An Amazing Agroforestry Story: The Inga Model in Central America

MON, FEB 22, 2021

Tropical ecologist Mike Hands has spent 35 years in the field looking for an alternative to the slash and burn method used by many peasant farmers living in tropical forests to improve soil fertility and gain a year or two of crops. He looked for successful adaptations some farmers in Central America and in Africa had developed, and eventually found a tree, a particular species of the Inga called the Guana, that was being used by farmers in Costa Rica to shade their coffee. In 2012 he began the Land for Life program that concentrated on saturating two river valleys in Honduras with an alley cropping technique using the Inga tree that has improved soil fertility, provided food security—even through drought and hurricane—and eliminated the need to further destroy tropical forests.

Distinguished professor Rattan Lal will be talking with Mike Hands about the program’s success and promise.

+ BIO: Mike Hands

Inga Foundation Founder and Director Mike Hands has been working to halt the destruction of the rainforest for over 20 years. An experienced tropical ecologist and scientific researcher, Mike divides his time between his farm in Cornwall, UK, and the Inga Foundations chief project, the Land for Life Project in Honduras.

+ BIO: Rattan Lal

Rattan Lal is a soil scientist. His work focuses on regenerative agriculture through which soil can help resolve global issues such as climate change, food security and water quality.

He was awarded the 2019 Japan Prize for the sustainable soil management for global food security and mitigation of climate change.

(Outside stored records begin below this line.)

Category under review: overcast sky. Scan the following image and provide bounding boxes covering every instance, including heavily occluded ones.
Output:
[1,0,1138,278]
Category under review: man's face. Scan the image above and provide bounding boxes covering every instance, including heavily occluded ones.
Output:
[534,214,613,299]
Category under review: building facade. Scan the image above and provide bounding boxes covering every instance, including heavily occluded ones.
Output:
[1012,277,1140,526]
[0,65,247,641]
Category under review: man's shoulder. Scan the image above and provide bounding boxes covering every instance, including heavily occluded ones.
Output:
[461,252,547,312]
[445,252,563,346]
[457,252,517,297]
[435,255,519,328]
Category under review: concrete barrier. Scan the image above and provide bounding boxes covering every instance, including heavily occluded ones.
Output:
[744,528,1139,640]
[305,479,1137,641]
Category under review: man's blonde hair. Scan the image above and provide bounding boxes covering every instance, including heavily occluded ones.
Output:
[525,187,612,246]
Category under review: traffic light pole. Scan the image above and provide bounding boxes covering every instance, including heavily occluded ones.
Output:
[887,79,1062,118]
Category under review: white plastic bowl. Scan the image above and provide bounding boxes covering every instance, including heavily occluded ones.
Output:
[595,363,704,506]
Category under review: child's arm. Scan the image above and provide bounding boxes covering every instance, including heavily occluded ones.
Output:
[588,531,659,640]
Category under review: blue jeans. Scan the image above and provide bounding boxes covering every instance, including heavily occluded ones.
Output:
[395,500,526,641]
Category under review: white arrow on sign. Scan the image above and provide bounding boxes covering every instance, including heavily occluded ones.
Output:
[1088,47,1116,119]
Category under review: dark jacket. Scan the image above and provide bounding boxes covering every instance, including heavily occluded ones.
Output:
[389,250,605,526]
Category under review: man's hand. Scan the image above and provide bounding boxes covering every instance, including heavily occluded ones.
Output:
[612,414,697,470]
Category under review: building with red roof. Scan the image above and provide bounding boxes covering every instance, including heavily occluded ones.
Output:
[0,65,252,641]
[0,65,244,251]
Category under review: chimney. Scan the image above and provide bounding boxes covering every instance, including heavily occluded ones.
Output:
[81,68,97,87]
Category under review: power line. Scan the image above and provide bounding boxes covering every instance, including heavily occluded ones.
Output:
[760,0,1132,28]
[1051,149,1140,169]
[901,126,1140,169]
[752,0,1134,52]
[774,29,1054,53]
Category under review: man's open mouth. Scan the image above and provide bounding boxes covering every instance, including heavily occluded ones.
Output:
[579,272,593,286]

On June 11, 2020, Professor Lal was named the recipient of the prestigious World Food Prize-2020. His research diverged from the conventional 1970s soil fertility strategy of heavy reliance on commercial fertilizers. His research led a better understanding of how no-till farming, cover crops, crop residues, mulching, and agroforestry can restore degraded soils, increasing organic matter by sequestering atmospheric carbon in the soil, and help combat rising carbon dioxide levels in the air.

Lal worked as a Senior Research Fellow with the University of Sydney from 1968-69, and then as a Soil Physicist at IITA, Ibadan, Nigeria, from 1970 to 1987. In 1987 he returned to Ohio State University, where as of 2019 he was a Distinguished University Professor of Soil Science and Director of the Carbon Management and Sequestration Center.

Lal served as President of the International Union of Soil Science for the 2017-2018 period.